Fix proof of key possession generation

[adityasaky]

Summary

This commit updates the proof of key possession signature to prioritize email over subject when the claim is present in the token. This matches the current behaviour of Fulcio, which verifies the proof signature using the token's email claim.

Closes #282

Release Note

Updated proof of key possession signature to use email when it's present in the token.

Documentation

NONE

[adityasaky]

I've copied subjectFromClaims from sigstore/sigstore for the time being. We can't currently use the exported SubjectFromToken function because it accepts an oidc.IDToken object which is only created after the token is verified by the client. This library doesn't currently verify the token, leaving that to Fulcio. FWIW, SubjectFromToken operates on the token's bytes (tok.Claims() is a wrapper around json.Unmarshal of the token bytes).

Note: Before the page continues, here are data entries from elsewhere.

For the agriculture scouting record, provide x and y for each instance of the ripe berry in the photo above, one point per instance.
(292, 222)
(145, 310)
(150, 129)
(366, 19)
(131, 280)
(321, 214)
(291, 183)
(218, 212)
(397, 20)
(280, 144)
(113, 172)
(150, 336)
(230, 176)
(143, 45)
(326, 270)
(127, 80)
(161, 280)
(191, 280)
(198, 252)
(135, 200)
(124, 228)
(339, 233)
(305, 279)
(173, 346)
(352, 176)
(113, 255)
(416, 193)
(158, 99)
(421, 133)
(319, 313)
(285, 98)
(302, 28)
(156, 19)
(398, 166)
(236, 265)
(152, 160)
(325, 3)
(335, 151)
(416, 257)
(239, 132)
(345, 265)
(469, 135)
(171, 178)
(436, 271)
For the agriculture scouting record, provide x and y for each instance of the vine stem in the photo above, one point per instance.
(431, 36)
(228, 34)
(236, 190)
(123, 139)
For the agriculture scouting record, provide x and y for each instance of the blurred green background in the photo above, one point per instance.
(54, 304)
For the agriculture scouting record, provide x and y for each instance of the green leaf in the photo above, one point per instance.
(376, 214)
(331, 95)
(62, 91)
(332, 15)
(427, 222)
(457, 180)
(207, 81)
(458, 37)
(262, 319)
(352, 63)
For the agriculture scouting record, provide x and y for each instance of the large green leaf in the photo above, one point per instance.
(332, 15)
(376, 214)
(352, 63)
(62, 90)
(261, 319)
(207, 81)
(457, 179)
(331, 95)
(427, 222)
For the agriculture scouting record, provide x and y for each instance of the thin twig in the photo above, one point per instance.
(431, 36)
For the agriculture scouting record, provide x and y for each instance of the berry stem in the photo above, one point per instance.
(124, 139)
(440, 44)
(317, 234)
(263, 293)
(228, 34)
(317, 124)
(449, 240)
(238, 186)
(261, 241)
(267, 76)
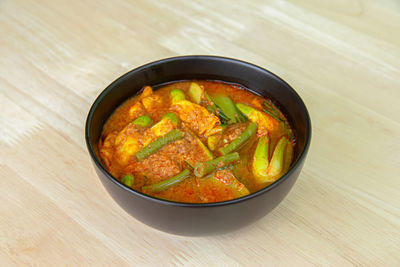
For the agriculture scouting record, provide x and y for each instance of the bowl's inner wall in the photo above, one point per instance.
(211, 68)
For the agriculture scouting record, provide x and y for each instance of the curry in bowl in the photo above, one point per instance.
(197, 142)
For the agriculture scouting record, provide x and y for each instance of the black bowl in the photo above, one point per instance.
(210, 218)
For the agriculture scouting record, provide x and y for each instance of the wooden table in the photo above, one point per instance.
(343, 58)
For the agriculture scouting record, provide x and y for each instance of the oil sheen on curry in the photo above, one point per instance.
(197, 141)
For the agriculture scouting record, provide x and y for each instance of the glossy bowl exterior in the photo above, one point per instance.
(210, 218)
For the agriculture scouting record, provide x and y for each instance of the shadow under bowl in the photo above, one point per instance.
(209, 218)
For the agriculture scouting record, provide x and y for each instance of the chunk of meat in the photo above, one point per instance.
(197, 117)
(164, 126)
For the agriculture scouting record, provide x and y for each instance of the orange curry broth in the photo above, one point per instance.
(168, 161)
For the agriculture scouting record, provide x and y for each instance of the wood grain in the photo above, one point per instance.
(343, 58)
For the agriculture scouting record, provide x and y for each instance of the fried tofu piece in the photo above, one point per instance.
(197, 117)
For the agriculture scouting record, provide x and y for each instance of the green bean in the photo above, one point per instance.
(142, 121)
(240, 140)
(272, 115)
(157, 144)
(128, 180)
(195, 92)
(177, 95)
(260, 160)
(161, 186)
(204, 168)
(273, 110)
(276, 164)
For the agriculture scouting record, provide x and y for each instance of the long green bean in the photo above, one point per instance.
(161, 186)
(142, 121)
(240, 140)
(157, 144)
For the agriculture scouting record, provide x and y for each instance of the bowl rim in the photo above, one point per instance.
(125, 76)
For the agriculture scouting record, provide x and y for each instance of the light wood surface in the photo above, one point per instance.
(343, 58)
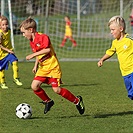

However, changing it instead to just use the token's bytes would be a breaking change, and I also haven't checked whether the token bytes are still available when the function is invoked. I suppose another question is whether cosign, etc. should continue to verify the token at all or just leave it to Fulcio as this library does.

[adityasaky]

Could we add some unit tests?

Happy to! I held off until there was consensus on whether subjectFromClaims should in fact be in this repo or sigstore/sigstore. Also, I think we can't test the proof of key possession signature itself, since fulcio is mocked?

[adityasaky]

(apologies for all the force pushes)

I think this is now ready for review, I've updated sigstore/sigstore to v1.8.9 that @haydentherapper just cut, which includes SubjectFromUnverifiedToken discussed in https://github.com/sigstore/sigstore-go/pull/283#discussion_r1735246780.

[adityasaky]

Didn't realize there was another go.mod, I've updated it as well now.